I have a stock dataframe which i have already loaded into mongodb. As new information comes in I am trying to append rows where each new row is a different date. However, when I try to insert my new data frame I receive this error : Error: E11000 duplicate key error collection: timeSeries.patimeseries index: id dup key: { _id: "5fb69a960438522a0631cca2" }
Here is what I am currently doing
con = mongo(collection, db, url)
#look at existing data
con$find()
date Price Value2
2020-10-10 50 AAPL
2020-10-10 88 MSFT
2020-10-11 52 AAPL
2020-10-11 54 MSFT
I receive new data on 2020-10-13 that I wish to insert.
print(new.df)
date price Value2
2020-10-12 56 AAPL
2020-10-12 92 MSFT
The first thing I do is remove the date "2020-10-13" from my db and then try and insert the new information.
con$remove(
query = '{"date" : "2020-10-12"}'
)
con$insert(
new.df
)
Error: E11000 duplicate key error collection: timeSeries.patimeseries index: _id_ dup key: { _id: "5fb69a960438522a0631cca2" }
Looks like you are removing the data but not the index on the data. Since the date data is indexed as an _id, it cannot be deleted. (See https://api.mongodb.com/wiki/current/Indexes.html#Indexes-The%5CidIndex) Instead of trying to remove the entry and create a new one in its place, have you tried using an update query?
con$update('{"date" : "2020-10-13"}', '{"$set":{"price": 56}}')
See https://jeroen.github.io/mongolite/manipulate-data.html#update-upsert for documentation.
Note: If you are running queries where some will need to be updated and others inserted, you can add upsert = TRUE
to perform an insert if no matching record is found.

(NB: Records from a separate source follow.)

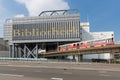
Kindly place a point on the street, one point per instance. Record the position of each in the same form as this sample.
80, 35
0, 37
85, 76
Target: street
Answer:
30, 72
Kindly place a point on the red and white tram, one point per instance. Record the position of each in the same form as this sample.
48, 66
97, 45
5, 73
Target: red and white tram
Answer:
86, 44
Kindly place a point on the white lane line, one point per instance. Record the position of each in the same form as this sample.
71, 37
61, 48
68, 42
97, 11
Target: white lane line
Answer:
13, 69
67, 73
102, 71
38, 71
12, 75
105, 75
57, 78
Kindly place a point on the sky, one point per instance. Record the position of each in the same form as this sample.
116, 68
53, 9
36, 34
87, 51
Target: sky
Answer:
103, 15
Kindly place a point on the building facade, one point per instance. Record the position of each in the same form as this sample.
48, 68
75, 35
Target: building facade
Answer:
28, 34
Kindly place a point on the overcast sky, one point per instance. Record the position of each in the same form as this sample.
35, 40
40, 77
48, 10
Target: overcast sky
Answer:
104, 15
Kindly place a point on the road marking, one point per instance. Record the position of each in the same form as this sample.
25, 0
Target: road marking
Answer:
57, 78
102, 71
12, 75
13, 69
67, 73
38, 71
105, 75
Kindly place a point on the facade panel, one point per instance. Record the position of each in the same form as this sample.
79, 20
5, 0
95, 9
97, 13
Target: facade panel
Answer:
63, 27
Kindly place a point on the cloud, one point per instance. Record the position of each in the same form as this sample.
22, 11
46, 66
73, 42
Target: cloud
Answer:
34, 7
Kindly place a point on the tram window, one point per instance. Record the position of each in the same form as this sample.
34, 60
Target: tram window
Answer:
78, 45
74, 45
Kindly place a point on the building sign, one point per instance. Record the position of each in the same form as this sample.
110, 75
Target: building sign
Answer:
48, 30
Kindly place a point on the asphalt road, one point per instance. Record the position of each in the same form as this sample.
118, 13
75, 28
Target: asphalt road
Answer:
31, 71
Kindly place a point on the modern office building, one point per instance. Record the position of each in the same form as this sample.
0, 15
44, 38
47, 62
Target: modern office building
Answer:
48, 30
27, 35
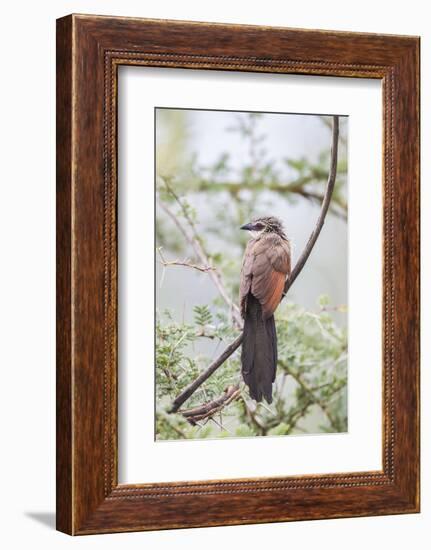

Update: I do not see any documentation for executing a bulk update. One workaround, if it's not possible, would be to convert each data frame to a list of json strings like this:
library(rjson)
x <- split(df, 1:nrow(df))
json_strings <- lapply(x, toJSON)
In this example, each json would be composed of the column names as keys and a row of data as the corresponding values, so you could loop through and do something like this:
for (val in 1:length(df$date))
{
this_date <- df$date[val]
date_query <- paste('{"date" : ', as.character(this_date), '}')
set_query <- paste('{"$set":', json_strings[val], '}')
con$update(date_query, set_query)
}
There is probably a cleaner way to do all of this. You could refactor so there's no loop, for example, and use dplyr
verbs (such as mutate) to construct the json strings, but the idea is to generate json strings based on the data in the data frames, and execute update queries dynamically.